INTRODUCTION

It is estimated that approximately 16 million people under the age of 18 participate in recreational swimming across the United States.1 Elite swimmers in that group report swimming eleven months out of the year and four to ten miles per day beginning at age 10 to 12.2 Non-traumatic injuries are common in these athletes with shoulder injuries reported to be the most common with prevalence between 40% and 91%.3

Several authors have examined risk factors associated with injury in swimmers across a large range of ages. These studies have demonstrated that increased or decreased external rotation range of motion and prior injury were significant factors for developing shoulder injury.4,5 Additionally, a positive sulcus sign (indicating shoulder laxity) was correlated with increased incidence of tendinosis in Olympic level swimmers.6 It has also been shown that hours of training per week and weekly mileage are both positively correlated with shoulder pain caused by supraspinatus tendonopathy.7

These associations are important not only for understanding potential ways to reduce overall injury risk in this population but also for making a decision about when it is safe to return an athlete to participation following an injury and a course of rehabilitation. In addition to the standard strength and range of motion measurements that are used it is common to use functional testing to examine the athlete’s readiness.8 Functional tests are commonly utilized and well described related to the lower extremity but have not been studied as much in the upper extremity.9 There are several tests that have been described in the literature to examine an athlete’s readiness to return from an upper extremity injury,10 the most studied of which is the closed kinetic chain upper extremity stability test (CKCUEST).11 However, as most upper extremity sports do not take place in closed chain positions there is a question about the ecological validity of the CKCUEST. To account for this gap in validity there are a number of newer tests described in the literature designed to mimic the loads seen during sports where the upper extremity is more frequently used in an open kinetic chain(swimming, baseball, tennis, volleyball, etc.). In particular, the current study explored two tests that place the subject into end range positions seen in swimming and throwing in order to examine strength and endurance in those vulnerable positions.10 It was hypothesized that these tests may have greater validity for assessing the particular population of competitive swimmers. The first step to being able to use these tests to decide on an athlete’s safety to return to their sport is to establish normative values for different populations. Therefore, the purpose of this study was to establish normative values for the CKCUEST and prone ball drop tests in the elbow extended and elbow bent positions in a population of uninjured competitive youth swimmers.

METHODS

Participants aged 10-18 were recruited from a single competitive swimming club. Patients with active shoulder pain or shoulder pain limiting participation in the prior three months were excluded from testing. All testing took place within one month of the beginning of the season and prior to any competition in order to reduce any seasonal effects that may be present. Parental consent with subject assent or subject informed consent was obtained for all subjects prior to their participation in the study. The Hospital for Special Surgery Institutional Review Board approved the study.

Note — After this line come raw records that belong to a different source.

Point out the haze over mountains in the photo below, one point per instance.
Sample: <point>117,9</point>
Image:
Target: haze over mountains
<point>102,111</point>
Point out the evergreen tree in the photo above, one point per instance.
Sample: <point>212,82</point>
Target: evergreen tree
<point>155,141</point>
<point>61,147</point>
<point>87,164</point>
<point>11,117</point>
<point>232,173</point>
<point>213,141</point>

Data were collected in a single session. Participants were told not to warm up and testing was done prior to practice on the day of enrollment. The order of testing was randomized in order to reduce the effect of fatigue. In addition to physical testing each patient was interviewed regarding history of shoulder injury requiring medical or physical therapy intervention. Following enrollment subgroups were formed by sex as well as by age greater than fifteen or between ten and fourteen. The age cutoff was created to split the enrolled range into approximately equal ranges while also being split to allow comparison between a high school aged cohort and a younger middle school aged cohort.

The prone medicine ball drop was performed with the participant lying prone on a treatment table with the shoulder abducted to 90°, elbow straight, and palm facing the floor.10 Participants had the head turned toward the arm and the opposite arm supported on the table. Participants were instructed to drop and catch a 1 kg medicine ball as many times as possible in thirty seconds. This testing was previously described using a 2-pound ball and therefore 1kg was chosen as the closest available alternative.10 Three trials were performed with 30 seconds rest between each trial while alternating sides between each trial. The average was recorded for both the dominant and non-dominant arms. Form was monitored to maintain a level torso and arm at 90 degrees abduction during testing. Verbal cues were provided as needed for correction.

The 90-90 prone medicine ball drop was performed with the participant lying prone on a treatment table with the shoulder abducted to 90°, the elbow flexed to 90°, and the palm facing the floor. Participants were instructed to drop a 1kg medicine ball and catch the ball as many times as possible in thirty seconds. As in the elbow extended testing, a 1kg ball was used as the closest available alternative to the 2-pound ball previously described in the literature.10 Form was monitored to maintain a level torso and arm at 90 degrees abduction during testing. Participants alternated arms and were given 30 seconds break between each trial. Verbal cues were provided as needed for correction.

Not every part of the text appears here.